Jerusalems-Intangible-1
Lady Tansiq Mausoleum.
This article inspired by conversations in the UNESCO office in Ramallah.

By Ali Qleibo| This Week in Palestine| Mar 2020

The homes we live in, the neighborhoods, the services rendered, the consumer lifestyle, the values and norms, and the way people interact is a world view in which tangible and intangible cultural expressions interweave to impart Jerusalem its unique character.

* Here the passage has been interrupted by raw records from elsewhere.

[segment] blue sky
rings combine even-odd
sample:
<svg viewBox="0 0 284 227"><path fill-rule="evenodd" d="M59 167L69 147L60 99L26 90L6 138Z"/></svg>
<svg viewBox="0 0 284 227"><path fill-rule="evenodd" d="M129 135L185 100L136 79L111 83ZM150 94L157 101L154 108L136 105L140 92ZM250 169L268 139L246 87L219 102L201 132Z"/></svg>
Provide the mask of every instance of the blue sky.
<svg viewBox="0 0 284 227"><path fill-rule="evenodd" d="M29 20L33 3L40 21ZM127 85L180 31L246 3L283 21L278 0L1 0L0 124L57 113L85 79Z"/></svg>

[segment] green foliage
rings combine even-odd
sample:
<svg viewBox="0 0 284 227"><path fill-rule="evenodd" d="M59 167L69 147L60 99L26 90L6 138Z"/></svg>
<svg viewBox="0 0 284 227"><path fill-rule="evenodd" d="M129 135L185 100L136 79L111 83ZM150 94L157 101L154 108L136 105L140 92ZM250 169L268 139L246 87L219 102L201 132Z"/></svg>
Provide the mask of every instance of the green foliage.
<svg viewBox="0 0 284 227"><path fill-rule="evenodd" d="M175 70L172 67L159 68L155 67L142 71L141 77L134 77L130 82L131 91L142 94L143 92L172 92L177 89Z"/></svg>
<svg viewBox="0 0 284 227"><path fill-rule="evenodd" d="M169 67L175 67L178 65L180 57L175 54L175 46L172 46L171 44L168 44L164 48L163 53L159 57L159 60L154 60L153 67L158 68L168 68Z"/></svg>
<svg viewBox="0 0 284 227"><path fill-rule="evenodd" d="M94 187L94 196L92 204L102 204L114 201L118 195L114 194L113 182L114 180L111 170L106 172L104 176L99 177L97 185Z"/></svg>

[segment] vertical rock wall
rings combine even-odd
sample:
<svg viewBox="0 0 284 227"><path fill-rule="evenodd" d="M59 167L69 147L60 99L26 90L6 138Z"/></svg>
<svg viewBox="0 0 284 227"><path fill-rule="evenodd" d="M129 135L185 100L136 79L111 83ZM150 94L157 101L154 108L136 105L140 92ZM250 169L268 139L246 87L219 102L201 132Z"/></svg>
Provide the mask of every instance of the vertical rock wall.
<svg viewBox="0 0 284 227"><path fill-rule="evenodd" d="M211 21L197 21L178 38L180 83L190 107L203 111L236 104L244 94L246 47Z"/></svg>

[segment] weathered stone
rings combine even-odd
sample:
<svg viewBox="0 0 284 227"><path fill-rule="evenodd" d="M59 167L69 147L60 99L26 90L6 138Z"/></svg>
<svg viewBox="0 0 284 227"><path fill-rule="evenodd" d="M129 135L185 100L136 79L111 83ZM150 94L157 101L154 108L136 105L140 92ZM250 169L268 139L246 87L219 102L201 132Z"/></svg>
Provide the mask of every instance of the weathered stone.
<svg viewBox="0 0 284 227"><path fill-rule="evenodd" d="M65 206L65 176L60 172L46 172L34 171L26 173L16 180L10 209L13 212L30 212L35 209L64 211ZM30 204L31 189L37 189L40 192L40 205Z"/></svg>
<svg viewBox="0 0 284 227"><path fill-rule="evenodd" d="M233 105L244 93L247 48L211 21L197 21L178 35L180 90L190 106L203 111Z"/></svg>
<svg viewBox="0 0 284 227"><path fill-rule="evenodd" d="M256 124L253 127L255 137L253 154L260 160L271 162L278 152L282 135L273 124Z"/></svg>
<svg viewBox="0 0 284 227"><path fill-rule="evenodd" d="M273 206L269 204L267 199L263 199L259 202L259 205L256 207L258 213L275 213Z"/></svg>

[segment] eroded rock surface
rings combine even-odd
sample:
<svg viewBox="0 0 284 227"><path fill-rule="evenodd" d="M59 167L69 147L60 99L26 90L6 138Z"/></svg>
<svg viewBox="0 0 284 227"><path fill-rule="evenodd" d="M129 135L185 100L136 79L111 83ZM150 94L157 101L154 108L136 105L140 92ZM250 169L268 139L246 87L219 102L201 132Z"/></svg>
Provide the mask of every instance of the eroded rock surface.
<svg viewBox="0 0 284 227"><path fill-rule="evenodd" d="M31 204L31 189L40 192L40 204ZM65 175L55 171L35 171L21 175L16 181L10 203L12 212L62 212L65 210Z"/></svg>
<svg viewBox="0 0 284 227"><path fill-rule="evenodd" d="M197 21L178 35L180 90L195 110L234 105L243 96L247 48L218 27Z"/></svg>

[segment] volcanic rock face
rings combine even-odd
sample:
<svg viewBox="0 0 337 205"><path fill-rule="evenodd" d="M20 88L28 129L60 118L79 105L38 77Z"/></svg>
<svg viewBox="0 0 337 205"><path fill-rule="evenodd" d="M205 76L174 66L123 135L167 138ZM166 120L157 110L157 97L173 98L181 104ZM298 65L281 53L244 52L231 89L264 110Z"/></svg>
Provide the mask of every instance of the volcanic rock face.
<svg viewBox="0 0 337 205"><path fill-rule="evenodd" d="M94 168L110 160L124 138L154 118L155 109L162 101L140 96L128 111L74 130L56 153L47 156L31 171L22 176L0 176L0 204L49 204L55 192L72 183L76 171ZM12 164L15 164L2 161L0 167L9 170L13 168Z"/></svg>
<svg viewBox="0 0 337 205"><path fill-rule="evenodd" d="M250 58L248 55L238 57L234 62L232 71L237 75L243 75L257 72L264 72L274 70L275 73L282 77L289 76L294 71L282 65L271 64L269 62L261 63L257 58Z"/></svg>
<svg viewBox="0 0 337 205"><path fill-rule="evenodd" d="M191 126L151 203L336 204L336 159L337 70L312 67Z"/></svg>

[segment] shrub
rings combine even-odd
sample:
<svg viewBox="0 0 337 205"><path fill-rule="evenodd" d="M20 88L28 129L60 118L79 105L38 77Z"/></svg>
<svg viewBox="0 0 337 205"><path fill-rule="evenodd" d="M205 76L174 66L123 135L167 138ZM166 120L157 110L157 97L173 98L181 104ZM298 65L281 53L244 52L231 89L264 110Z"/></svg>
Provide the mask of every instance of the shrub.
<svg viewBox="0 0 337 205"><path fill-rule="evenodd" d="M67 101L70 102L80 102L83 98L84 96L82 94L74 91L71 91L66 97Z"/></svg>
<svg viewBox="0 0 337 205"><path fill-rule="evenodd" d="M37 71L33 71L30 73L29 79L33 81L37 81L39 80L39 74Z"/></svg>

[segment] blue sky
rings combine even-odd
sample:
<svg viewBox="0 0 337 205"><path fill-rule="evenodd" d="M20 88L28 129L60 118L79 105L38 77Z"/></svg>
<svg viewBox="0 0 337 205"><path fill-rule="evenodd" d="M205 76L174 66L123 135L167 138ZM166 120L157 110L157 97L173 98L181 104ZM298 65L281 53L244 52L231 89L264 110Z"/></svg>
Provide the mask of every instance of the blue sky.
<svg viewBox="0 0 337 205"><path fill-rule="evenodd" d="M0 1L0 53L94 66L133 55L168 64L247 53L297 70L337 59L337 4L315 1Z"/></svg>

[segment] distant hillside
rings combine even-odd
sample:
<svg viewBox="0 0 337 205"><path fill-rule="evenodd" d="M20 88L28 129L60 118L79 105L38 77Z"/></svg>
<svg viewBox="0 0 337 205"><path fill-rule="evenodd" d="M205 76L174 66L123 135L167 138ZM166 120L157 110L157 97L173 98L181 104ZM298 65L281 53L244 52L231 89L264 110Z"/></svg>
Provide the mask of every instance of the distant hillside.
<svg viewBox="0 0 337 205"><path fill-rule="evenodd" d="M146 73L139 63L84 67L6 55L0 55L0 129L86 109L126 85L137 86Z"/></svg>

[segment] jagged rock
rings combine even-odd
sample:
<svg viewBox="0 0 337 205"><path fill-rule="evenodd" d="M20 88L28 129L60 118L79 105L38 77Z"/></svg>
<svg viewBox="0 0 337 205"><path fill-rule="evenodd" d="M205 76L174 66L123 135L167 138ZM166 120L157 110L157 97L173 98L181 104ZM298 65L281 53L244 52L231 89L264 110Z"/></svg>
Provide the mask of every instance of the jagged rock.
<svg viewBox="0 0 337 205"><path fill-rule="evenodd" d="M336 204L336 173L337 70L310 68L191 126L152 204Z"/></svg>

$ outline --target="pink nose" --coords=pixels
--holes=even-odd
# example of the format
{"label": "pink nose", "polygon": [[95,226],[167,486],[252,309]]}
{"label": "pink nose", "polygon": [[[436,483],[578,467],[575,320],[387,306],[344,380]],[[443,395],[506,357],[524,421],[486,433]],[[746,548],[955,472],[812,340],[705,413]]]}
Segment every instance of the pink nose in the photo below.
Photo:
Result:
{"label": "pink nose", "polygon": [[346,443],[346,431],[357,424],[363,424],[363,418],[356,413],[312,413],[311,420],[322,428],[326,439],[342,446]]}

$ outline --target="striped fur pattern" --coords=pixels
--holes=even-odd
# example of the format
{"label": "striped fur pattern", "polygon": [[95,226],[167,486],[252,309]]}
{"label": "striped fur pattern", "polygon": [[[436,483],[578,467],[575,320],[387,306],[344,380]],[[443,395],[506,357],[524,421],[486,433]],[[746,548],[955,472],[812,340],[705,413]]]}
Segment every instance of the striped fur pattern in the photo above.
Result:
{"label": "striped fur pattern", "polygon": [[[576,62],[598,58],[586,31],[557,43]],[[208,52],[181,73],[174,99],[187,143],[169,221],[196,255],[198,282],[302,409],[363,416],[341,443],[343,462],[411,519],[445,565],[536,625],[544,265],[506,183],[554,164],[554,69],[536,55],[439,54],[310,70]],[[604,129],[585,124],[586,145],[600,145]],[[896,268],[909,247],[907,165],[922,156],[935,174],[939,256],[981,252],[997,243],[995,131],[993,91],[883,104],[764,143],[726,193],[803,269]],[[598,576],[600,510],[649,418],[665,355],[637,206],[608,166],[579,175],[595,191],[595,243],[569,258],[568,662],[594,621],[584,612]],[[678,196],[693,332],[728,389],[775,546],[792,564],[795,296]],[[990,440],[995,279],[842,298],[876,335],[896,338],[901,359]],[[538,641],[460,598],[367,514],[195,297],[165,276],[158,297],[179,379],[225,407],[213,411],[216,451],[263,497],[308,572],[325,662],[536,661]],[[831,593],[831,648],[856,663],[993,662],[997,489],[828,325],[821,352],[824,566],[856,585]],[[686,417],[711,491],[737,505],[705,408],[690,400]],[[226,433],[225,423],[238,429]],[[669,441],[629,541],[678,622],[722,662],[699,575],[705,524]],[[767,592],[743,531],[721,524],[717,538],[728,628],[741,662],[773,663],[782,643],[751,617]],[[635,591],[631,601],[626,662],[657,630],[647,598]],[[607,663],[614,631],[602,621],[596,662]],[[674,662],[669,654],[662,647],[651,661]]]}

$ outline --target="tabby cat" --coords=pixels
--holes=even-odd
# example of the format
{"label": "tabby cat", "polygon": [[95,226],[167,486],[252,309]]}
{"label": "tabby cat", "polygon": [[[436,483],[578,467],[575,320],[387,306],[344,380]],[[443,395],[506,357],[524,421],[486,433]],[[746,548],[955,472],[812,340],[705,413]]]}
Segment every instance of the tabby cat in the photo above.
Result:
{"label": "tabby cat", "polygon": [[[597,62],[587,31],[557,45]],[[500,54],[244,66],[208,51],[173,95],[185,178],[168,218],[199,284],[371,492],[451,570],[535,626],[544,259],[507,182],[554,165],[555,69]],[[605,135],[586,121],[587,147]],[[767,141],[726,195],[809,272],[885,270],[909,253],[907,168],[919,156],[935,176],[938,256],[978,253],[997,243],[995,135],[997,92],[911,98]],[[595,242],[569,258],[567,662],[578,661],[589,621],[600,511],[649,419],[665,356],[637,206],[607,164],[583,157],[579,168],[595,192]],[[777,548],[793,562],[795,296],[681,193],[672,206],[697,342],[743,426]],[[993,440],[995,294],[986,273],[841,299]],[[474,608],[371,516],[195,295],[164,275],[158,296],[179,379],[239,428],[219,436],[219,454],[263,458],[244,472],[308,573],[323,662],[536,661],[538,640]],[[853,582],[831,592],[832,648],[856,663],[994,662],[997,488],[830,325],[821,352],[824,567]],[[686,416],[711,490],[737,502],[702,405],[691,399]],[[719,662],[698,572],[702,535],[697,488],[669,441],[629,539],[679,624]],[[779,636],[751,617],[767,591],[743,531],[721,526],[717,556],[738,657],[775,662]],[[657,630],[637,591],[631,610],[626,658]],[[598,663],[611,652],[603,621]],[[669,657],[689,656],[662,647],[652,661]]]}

The ever-shifting, elusive “character” of Jerusalem is a reflection of the dynamic needs, desires, and wishes of its inhabitants. Intangible culture is not merely the listing of professions and trades; it is the sung parodies that advertise the new seasonal cucumber (asabe’ el bubbu ya khyar), and the variety of recipes that Jerusalamites swap about the best way to prepare artichokes and ‘akkube (a wild form of artichoke) or preserve bitter oranges both as marmalade and sharab, or even how to construct a kite using dough instead of glue, bamboo, and newspaper sheets. It also includes visiting the cemetery to pray for one’s deceased close relatives after the early morning ‘Eid prayers and reciting the fatihah each time one passes by a cemetery, mausoleum, or maqam. It is the marking of the Muslim New Year with green olive twigs on house doors, the special sweets, and the family visits. The homes we live in, the neighborhoods, the services rendered, the consumer lifestyle, the values and norms, and the way people interact is a world view in which tangible and intangible cultural expressions interweave to impart Jerusalem its unique character. It is the human art of making life livable.

The memory of the Afghani and Indian knife and scissor sharpeners huddled under their respective tents around the water fountain in Suq Aftimos brings to mind a city and trades that have vanished. They stooped over their grinding wheels that hissed and sparked flashes of fire that quickly turned to black cinder. Customers watched as their kitchen knives, scissors, and shaving-knife blades were sharpened.